Actually, the best way for peninsula hunters to get a caribou isn't on the peninsula, but across Cook Inlet to hunt the Mulchatna herd, he said.

"That herd has made some pretty erratic movements, the last three of four years, and it's been pretty hard for even the local air taxis to keep up with where the animals are and where they are going," he said. "But for a local caribou hunter, that's still probably the best opportunity."

It may come as a surprise to some hunters that, after moose, black bears are the peninsula's second most popular big-game animal.

"We've been looking at pretty high harvests of black bears in the last couple of years," Del Frate said. "We harvest about 300 bears or more a year," he said.

The peak of the black bear harvest in the fall is usually near the end of moose season, just before bears get ready to go into their dens. They're usually on hillsides, eating berries. At that time, their meat and hides are in good condition.

"That's when most hunters tend to target them," Del Frate said. "It's a good opportunity to get out and enjoy the woods one more time before the snow flies. Usually the harvest is pretty much over with by the tenth of October."

Del Frate said the department expects to open the scheduled brown bear season the last two weeks of October.

"The only threat to that season is if too many brown bears are killed in defense of life or property before we get to that point," he said.

If the harvestable surplus of brown bears is "used up" by DLPs, illegal takings or road kills, the season will be canceled. The population is managed for an average harvest of about 14 per year. No more of 6 of these can be females.

"It's usually the female component that we're watching the closest," Del Frate said. "So far, three females have been killed out of a total of six brown bears."

Small-game hunters will have their work cut out for them this season, Del Frate said.

"We don't think there's going to be very good hunting for grouse or hares," he said.

Spruce grouse numbers have been in decline for the past two or three years. Biologists aren't certain whether the drop in numbers is a natural cycle or one of the unexpected effects of spruce bark beetles, or a combination of both, Del Frate said.

"We haven't had good grouse production yet on our ruffed grouse transplant. We're hoping that this year, when we had one of the driest, warmest Junes on record, that most of the birds that produced clutches should have had good survival in terms of the weather."

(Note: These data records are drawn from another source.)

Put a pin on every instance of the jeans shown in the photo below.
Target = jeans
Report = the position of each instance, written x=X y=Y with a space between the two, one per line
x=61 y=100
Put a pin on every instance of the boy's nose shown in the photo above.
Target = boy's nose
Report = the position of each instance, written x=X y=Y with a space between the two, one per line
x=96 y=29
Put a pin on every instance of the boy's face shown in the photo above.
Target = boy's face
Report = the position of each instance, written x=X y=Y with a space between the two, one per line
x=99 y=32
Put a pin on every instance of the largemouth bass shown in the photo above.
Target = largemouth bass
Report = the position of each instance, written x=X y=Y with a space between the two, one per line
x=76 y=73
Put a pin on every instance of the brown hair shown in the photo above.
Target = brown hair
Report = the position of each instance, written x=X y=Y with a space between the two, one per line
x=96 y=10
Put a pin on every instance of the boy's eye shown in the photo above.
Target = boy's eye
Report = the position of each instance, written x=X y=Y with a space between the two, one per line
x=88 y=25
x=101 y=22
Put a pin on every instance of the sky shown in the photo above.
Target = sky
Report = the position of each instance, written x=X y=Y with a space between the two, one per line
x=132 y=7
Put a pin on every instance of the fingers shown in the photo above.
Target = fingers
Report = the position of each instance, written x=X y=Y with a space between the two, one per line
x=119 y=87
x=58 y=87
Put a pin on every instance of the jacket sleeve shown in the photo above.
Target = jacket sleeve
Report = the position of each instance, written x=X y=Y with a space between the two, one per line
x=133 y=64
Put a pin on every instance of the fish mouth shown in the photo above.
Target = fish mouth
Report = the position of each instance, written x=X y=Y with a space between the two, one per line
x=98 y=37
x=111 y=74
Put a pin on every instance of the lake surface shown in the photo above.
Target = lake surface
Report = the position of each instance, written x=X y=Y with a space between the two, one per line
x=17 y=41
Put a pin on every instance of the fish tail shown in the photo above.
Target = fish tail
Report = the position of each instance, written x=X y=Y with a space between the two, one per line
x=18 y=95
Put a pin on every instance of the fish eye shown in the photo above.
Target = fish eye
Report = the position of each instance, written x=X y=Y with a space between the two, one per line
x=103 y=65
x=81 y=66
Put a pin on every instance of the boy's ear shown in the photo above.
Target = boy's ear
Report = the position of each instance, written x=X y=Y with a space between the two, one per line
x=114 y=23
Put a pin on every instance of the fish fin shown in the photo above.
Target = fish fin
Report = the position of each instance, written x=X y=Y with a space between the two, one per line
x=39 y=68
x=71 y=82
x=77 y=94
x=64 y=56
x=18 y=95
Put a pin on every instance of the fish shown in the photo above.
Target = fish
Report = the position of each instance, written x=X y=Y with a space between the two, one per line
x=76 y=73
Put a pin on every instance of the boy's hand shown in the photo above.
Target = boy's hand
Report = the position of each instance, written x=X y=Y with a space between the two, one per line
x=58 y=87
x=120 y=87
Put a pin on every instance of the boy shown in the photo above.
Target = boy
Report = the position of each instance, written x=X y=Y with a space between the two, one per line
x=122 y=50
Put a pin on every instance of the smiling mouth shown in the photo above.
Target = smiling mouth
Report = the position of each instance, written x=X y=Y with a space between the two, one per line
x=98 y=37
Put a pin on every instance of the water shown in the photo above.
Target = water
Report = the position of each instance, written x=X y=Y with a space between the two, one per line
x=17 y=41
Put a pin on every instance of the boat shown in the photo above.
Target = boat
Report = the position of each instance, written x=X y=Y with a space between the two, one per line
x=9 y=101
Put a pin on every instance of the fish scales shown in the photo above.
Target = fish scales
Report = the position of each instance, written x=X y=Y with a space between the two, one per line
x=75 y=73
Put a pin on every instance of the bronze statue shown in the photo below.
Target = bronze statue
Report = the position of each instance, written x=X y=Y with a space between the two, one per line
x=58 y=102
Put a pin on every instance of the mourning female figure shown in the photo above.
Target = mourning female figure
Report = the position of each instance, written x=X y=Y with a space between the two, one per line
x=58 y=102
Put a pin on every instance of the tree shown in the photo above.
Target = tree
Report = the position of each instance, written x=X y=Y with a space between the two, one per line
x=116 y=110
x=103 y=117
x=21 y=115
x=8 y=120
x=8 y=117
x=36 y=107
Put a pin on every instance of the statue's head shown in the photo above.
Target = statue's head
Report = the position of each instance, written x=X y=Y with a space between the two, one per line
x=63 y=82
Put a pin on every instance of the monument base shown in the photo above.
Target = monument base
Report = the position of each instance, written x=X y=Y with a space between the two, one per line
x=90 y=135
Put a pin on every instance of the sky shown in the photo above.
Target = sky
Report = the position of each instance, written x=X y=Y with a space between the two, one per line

Predation and other factors also can affect the number of chicks that survive until the fall hunting season, he said. Though it's legal to shoot ruffed grouse, the department is still encouraging hunters to pass them up until they increase their numbers on the peninsula.

Snowshoe hares remain in decline, Del Frate said.

"This winter, a hunter could take beagles out and find some pockets of hares to hunt, but hare numbers are definitely down from the peak," he said. "I expect the decline to continue this winter."

If nothing else, hunters are bound to come across the occasional law enforcement officer, Del Frate said.

"Spike-fork/50-inch regulations have been in effect for 15 years, so hunters should be aware of them and Fish and Wildlife Protection troopers will be enforcing them," he said.